That reality is absolutely fundamental to all thought. Undervalue it, and wisdom remains under lock and key.

Were that not true, then common thinking is correct: man is both alpha and omega. However, since it is not true, neither is man-centered thought true. Before the whirl of the first atom, God existed: self-sufficient, self-delighted, the font of all perfection. When He created, He created. All things are His things. All creatures are His creatures. He owns, possesses, has rights over all things.

Including you, whoever you are.

You may pound your chest and insist you're an atheist. God overrides your vote. God exists in defiance of your notions. God owns you. You will answer to Him one day, for every thought, action and word.

Or you may be a religionist, a relativist, a post-modernist, or a nothingist. No matter. Those are all labels applicable to you, and they are all irrelevant to reality.

In reality, God is the center of the universe.

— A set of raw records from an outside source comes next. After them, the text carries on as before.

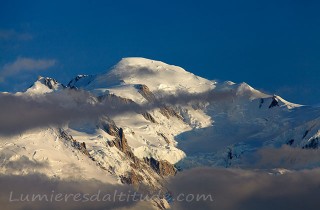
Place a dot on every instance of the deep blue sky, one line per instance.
(272, 45)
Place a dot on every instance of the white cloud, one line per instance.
(25, 65)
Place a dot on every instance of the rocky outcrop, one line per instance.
(109, 126)
(114, 100)
(162, 167)
(164, 137)
(74, 143)
(149, 117)
(131, 178)
(168, 111)
(145, 92)
(312, 144)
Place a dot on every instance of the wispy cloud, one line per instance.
(19, 113)
(14, 35)
(246, 189)
(25, 65)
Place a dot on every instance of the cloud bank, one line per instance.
(247, 189)
(19, 113)
(99, 196)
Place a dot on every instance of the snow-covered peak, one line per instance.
(80, 80)
(158, 76)
(243, 89)
(44, 85)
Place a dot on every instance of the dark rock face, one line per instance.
(169, 111)
(305, 134)
(109, 127)
(74, 143)
(162, 167)
(149, 117)
(312, 144)
(131, 178)
(114, 100)
(145, 92)
(274, 102)
(164, 137)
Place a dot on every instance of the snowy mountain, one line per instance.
(169, 119)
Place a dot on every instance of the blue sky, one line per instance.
(272, 45)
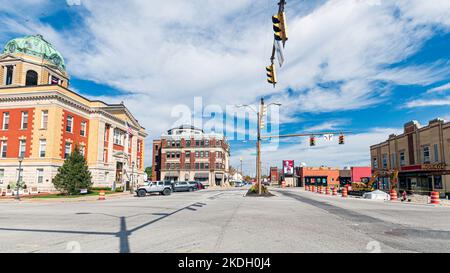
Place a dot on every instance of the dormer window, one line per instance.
(9, 74)
(54, 80)
(32, 78)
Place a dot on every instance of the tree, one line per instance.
(149, 171)
(73, 175)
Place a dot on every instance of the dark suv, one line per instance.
(161, 187)
(183, 186)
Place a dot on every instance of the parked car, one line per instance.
(198, 185)
(182, 186)
(161, 187)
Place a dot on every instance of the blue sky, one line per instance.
(364, 66)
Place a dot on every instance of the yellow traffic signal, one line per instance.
(271, 74)
(280, 27)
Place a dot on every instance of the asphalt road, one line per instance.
(224, 221)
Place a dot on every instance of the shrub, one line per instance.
(73, 175)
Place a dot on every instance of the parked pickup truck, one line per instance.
(161, 187)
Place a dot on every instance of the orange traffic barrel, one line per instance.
(435, 198)
(344, 192)
(393, 195)
(102, 195)
(334, 191)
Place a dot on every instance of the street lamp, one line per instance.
(260, 116)
(132, 177)
(18, 178)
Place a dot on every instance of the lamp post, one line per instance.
(132, 178)
(18, 178)
(260, 115)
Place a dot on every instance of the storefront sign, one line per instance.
(429, 167)
(288, 167)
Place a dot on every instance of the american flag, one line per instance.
(129, 130)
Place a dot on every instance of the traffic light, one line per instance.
(271, 74)
(280, 27)
(312, 141)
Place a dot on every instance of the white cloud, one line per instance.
(441, 88)
(167, 52)
(356, 151)
(428, 102)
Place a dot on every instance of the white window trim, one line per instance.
(4, 119)
(1, 147)
(44, 113)
(20, 147)
(37, 176)
(71, 124)
(40, 148)
(24, 113)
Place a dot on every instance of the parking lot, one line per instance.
(223, 221)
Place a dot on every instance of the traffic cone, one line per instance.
(435, 198)
(393, 195)
(102, 195)
(344, 192)
(334, 191)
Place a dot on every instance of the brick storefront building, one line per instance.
(420, 154)
(42, 120)
(186, 153)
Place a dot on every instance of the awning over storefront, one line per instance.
(171, 174)
(201, 175)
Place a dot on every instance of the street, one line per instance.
(224, 221)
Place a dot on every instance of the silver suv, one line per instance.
(161, 187)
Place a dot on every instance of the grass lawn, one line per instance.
(56, 195)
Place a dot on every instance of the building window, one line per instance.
(40, 176)
(42, 148)
(105, 155)
(32, 78)
(24, 123)
(9, 74)
(67, 150)
(22, 148)
(4, 148)
(436, 153)
(393, 160)
(44, 119)
(5, 125)
(118, 137)
(384, 161)
(54, 80)
(69, 125)
(402, 159)
(83, 128)
(426, 154)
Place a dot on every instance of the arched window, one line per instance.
(32, 78)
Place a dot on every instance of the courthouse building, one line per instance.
(187, 153)
(42, 120)
(421, 156)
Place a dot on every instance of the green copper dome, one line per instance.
(35, 45)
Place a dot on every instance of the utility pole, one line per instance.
(258, 148)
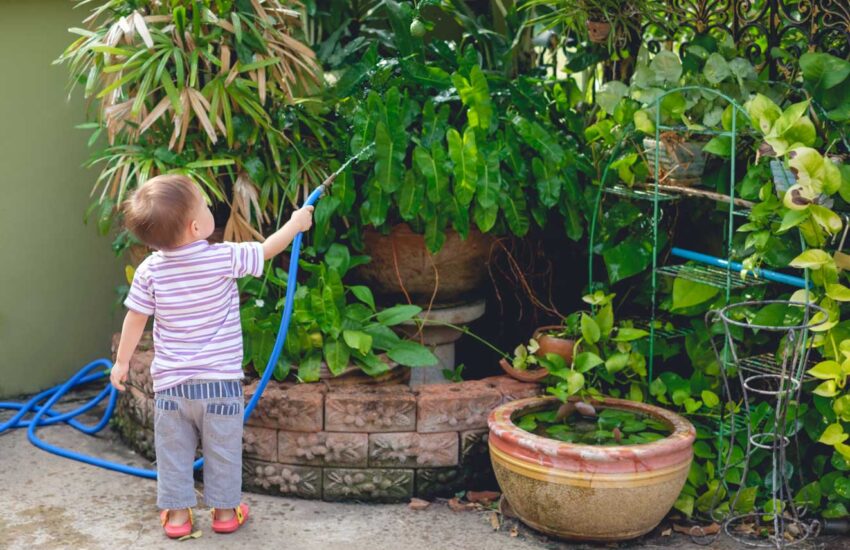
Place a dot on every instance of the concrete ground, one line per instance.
(53, 503)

He is its source, its creator, its owner, and its definer.

Sin is my refusal to deal with reality — specifically, with the game-changing reality of God. Sin is my insistence on being self-defining (as if there were no God), self-ruling (as if there were no God), self-pleasing (as if there were no God). In fact, sin is living as if there were no God. It makes me the opposite of the real Jesus Christ; it makes me an anti-christ.

In fact, sin is the desire that there be no God. Sin sees God as the great obstacle. Sin wishes there to be no such obstacle. Therefore, sin wishes there to be no such God as the God of the Bible. Therefore sin is, at heart, a desire to murder God; and all sin is attempted Deicide.

All of which is simply to say: to me, I am God.

Which is a very, very old lie. Because, you see, the thing is: you aren't. God is.

And that's what makes sin a big deal.